Filed under: School Life, Triumphs & Heartbreaks | Tags: dreamweaver, flash, hope
GDMA 2.5 is officially over. It’s hard to believe that I am half way through my bachelors degree and the next time I set foot in the campus, I’ll be a 3rd year. This school year has really gone by in a blur. There were no pauses, just full force forward.
Thinking back, there were several projects that I’ve really enjoyed doing. And although I am quite happy with some of the work I’ve produced, there are a few projects that I really felt I could’ve done better. The introduction to the flash and dreamweaver program was a humbling experience. Just when I thought I was a somewhat well-rounded graphic designer, just when I felt like I was superior to the general population of earth, flash and dreamweaver slaps me in the face and brings me back to reality.
There were moments when I just felt like giving up because giving up is something I do/used to do quite often. I’m pleased with myself that I pushed through, because I feel like I’ve grown from the person I used to be just a few years ago. I also think I toughed it out because I feel like graphic design is something I want to actively pursue. And that makes me feel good because I remember the feeling of being adrift and unmotivated like it was yesterday.

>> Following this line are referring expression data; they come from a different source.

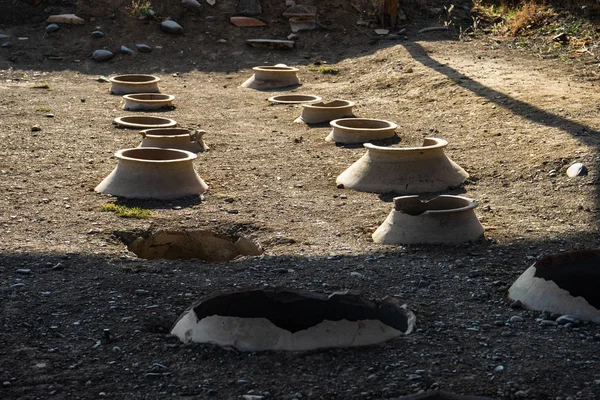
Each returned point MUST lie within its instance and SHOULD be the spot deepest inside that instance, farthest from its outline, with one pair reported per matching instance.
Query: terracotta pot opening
(415, 206)
(133, 79)
(152, 154)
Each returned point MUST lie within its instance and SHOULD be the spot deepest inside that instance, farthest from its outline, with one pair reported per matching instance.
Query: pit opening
(296, 311)
(294, 99)
(413, 205)
(148, 97)
(154, 154)
(144, 122)
(577, 272)
(175, 244)
(363, 123)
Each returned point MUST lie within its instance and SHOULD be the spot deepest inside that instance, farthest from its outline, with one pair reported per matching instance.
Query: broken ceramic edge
(444, 219)
(144, 122)
(185, 244)
(147, 101)
(134, 83)
(174, 138)
(565, 283)
(272, 77)
(153, 173)
(285, 319)
(360, 130)
(318, 113)
(441, 395)
(294, 99)
(404, 171)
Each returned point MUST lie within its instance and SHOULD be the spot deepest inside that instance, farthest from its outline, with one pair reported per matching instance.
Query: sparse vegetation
(126, 212)
(44, 85)
(141, 8)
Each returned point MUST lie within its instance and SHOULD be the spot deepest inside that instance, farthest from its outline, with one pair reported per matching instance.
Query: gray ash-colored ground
(514, 122)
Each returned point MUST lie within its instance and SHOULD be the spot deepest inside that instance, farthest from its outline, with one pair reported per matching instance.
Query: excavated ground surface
(513, 121)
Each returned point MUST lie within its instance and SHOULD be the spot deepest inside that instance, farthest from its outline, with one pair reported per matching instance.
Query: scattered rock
(246, 22)
(143, 48)
(300, 11)
(52, 28)
(171, 27)
(298, 24)
(192, 5)
(248, 7)
(516, 304)
(126, 50)
(577, 169)
(271, 43)
(566, 319)
(102, 55)
(561, 38)
(66, 19)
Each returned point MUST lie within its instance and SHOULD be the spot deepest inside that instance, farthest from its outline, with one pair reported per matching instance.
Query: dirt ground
(513, 121)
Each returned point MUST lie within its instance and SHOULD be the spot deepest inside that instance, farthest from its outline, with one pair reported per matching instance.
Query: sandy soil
(514, 123)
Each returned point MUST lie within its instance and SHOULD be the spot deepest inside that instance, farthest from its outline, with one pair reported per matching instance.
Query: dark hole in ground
(204, 245)
(299, 310)
(577, 272)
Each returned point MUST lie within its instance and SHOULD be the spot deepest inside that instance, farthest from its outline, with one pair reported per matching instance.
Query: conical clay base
(442, 220)
(153, 173)
(403, 171)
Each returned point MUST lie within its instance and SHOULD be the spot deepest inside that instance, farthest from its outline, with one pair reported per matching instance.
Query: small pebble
(52, 28)
(126, 50)
(143, 48)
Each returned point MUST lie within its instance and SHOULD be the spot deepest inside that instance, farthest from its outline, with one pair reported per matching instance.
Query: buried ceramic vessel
(134, 83)
(360, 130)
(147, 101)
(144, 122)
(404, 170)
(285, 319)
(318, 113)
(294, 99)
(174, 138)
(443, 220)
(565, 283)
(153, 173)
(272, 77)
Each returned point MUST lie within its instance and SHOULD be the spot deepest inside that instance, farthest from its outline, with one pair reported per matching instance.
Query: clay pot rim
(118, 79)
(188, 155)
(122, 121)
(281, 99)
(184, 132)
(165, 97)
(472, 204)
(348, 104)
(273, 68)
(439, 144)
(336, 124)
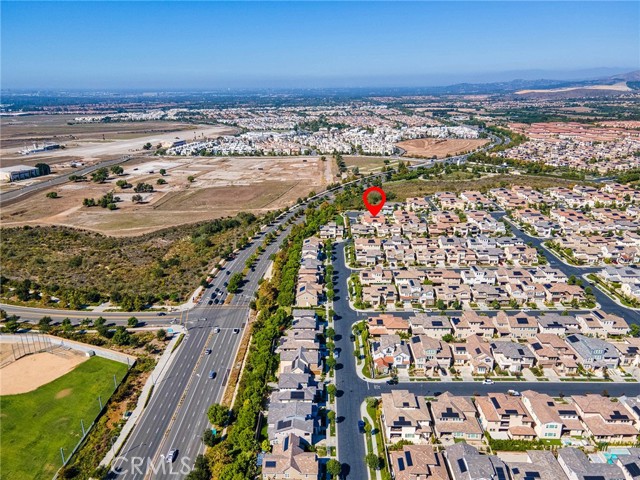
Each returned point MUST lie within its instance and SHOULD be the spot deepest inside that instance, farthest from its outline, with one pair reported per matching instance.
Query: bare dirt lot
(220, 187)
(90, 142)
(30, 372)
(439, 147)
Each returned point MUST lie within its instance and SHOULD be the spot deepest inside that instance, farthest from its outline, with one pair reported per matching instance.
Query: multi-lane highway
(176, 416)
(353, 390)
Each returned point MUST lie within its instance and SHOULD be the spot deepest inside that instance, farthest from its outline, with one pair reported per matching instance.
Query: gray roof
(592, 349)
(578, 465)
(512, 350)
(542, 464)
(466, 463)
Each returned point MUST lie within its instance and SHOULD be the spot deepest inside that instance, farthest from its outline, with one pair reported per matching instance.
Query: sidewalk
(156, 377)
(374, 444)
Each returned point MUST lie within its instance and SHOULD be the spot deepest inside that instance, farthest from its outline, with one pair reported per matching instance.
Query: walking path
(157, 375)
(365, 416)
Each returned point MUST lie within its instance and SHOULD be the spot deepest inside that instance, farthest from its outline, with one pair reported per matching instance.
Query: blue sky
(181, 45)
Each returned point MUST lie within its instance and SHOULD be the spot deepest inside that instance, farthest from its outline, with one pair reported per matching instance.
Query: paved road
(352, 390)
(7, 198)
(176, 417)
(607, 304)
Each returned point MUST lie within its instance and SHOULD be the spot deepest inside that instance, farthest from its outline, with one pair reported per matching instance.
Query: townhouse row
(463, 251)
(395, 220)
(527, 416)
(293, 419)
(474, 287)
(310, 282)
(565, 344)
(464, 462)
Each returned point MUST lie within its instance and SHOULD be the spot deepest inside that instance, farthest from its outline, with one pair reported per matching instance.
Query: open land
(439, 147)
(37, 424)
(455, 183)
(221, 187)
(32, 371)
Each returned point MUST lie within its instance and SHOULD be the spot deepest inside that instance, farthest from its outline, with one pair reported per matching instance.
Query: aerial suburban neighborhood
(320, 240)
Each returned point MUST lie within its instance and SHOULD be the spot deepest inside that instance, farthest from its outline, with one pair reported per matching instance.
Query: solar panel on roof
(407, 455)
(633, 468)
(501, 473)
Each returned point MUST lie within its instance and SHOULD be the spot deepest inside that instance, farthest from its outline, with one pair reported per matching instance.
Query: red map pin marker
(374, 209)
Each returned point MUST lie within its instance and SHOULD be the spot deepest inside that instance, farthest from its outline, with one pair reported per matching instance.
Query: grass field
(36, 424)
(456, 182)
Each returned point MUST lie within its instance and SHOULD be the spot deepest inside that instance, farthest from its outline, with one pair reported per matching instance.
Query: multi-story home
(512, 356)
(389, 351)
(466, 463)
(417, 462)
(405, 416)
(606, 420)
(291, 417)
(551, 351)
(544, 412)
(455, 419)
(435, 326)
(471, 323)
(593, 353)
(476, 352)
(577, 466)
(522, 325)
(290, 460)
(387, 324)
(430, 355)
(539, 464)
(504, 417)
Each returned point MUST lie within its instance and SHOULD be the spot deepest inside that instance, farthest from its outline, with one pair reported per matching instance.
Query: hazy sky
(308, 44)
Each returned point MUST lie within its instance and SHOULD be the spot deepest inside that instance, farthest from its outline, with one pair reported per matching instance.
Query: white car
(171, 456)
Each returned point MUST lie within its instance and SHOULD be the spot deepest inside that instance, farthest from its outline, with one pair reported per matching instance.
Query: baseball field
(35, 425)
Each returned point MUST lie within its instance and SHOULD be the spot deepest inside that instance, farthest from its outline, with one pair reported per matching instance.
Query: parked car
(171, 456)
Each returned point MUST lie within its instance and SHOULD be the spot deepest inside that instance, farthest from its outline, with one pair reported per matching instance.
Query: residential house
(466, 463)
(577, 466)
(388, 352)
(417, 462)
(505, 417)
(455, 419)
(511, 356)
(290, 460)
(605, 419)
(405, 416)
(539, 465)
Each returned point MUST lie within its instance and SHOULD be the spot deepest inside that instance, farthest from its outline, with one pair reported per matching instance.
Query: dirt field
(87, 143)
(30, 372)
(456, 183)
(428, 147)
(367, 164)
(221, 187)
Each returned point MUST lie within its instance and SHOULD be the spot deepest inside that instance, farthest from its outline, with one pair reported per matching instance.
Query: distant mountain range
(630, 80)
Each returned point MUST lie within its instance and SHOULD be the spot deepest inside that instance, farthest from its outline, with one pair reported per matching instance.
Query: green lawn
(35, 425)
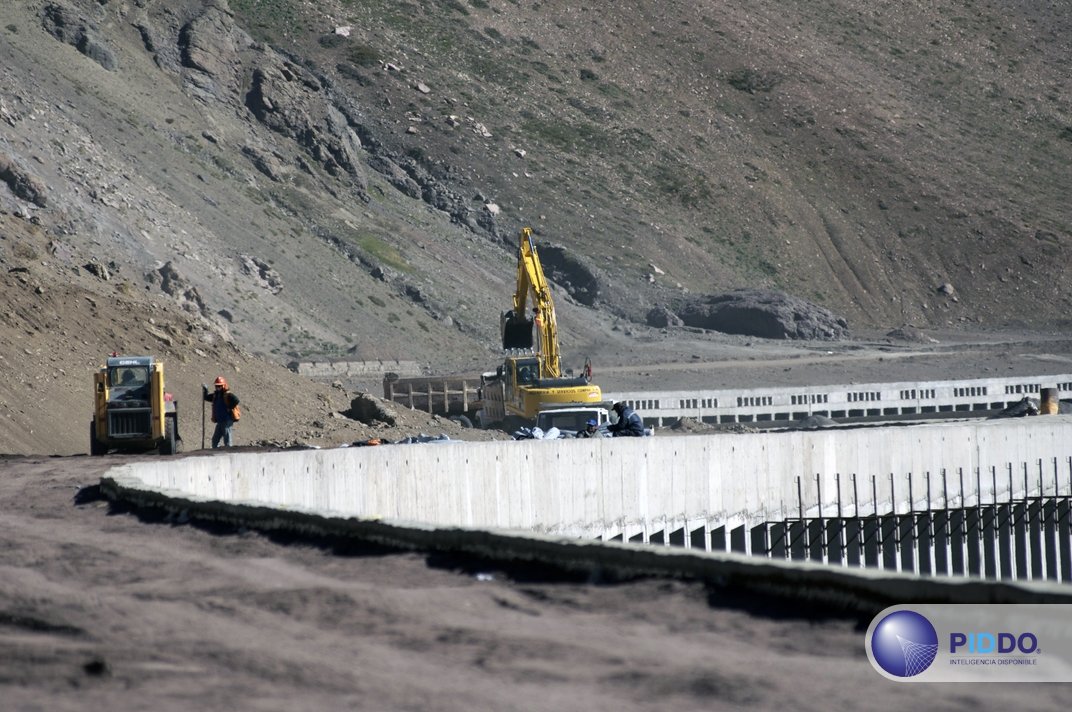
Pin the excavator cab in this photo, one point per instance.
(517, 331)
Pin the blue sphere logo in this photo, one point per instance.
(904, 643)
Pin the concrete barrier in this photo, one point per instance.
(622, 486)
(515, 501)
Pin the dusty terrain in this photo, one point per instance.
(229, 187)
(107, 609)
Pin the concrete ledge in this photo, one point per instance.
(852, 590)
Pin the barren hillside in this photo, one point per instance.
(237, 186)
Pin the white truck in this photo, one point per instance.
(570, 420)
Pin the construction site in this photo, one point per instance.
(533, 356)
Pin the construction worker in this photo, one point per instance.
(224, 412)
(591, 429)
(629, 424)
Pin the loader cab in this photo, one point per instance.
(129, 382)
(132, 411)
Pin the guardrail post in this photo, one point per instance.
(1050, 537)
(1065, 536)
(1035, 537)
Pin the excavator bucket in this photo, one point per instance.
(517, 330)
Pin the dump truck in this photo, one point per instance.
(531, 377)
(132, 411)
(455, 397)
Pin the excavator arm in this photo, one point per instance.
(518, 327)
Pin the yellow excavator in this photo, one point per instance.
(531, 379)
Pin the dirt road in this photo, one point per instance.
(105, 609)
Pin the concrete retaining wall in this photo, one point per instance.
(599, 487)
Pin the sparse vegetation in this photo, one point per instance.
(384, 252)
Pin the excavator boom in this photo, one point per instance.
(518, 327)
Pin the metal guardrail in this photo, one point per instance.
(853, 401)
(1013, 524)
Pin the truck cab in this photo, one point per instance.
(571, 420)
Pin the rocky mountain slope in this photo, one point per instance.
(238, 186)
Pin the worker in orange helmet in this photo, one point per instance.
(225, 412)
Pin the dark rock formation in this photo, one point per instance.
(21, 183)
(764, 314)
(68, 26)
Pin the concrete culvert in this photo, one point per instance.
(463, 420)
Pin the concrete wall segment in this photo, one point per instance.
(580, 487)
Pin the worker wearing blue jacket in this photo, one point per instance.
(629, 424)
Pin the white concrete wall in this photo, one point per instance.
(587, 487)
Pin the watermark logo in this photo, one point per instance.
(904, 643)
(972, 642)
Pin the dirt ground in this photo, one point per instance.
(123, 610)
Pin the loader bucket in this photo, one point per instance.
(517, 331)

Filed under: Graphic Design, Resolutions, School Life, Triumphs & Heartbreaks | Tags: flash, letters
Hello Me,
I have been less than impressed with you lately. School work has not been up to par or even close to it. Your flash website might be your worst work yet. Not knowing the program is no excuse for an utter abomination of a layout. It is not my intention to be harsh on you, but I would like you to do better next time. That is why I’ve decided to give you a list of summer resolutions:
- Buy a credible Flash how-to book. Read it and follow exercises provided.
- Go to gym at least 3 times per week. Yes, 3, to make up for the complete absence during the school year.
That’s about all I can think of for now. More might be added on later.
Love,
Me
- – -
Dear Me,
I know I have disappointed you greatly. Plese know that I am deeply sorry for letting you down. There is no one else in this world whose opinion I value more.
I know that the unsatisfactory work that I have been producing lately is of my own doing, but I do feel that there are some circumstances that have led me to those outcomes. One of which is the untimely change of residence that happened in late March. However, I must admit that there were times when I just was not motivated to do anything productive.
I will do better next time and I hope to regain your respect one day.
Yours,
Me
PS. You’re a hottie.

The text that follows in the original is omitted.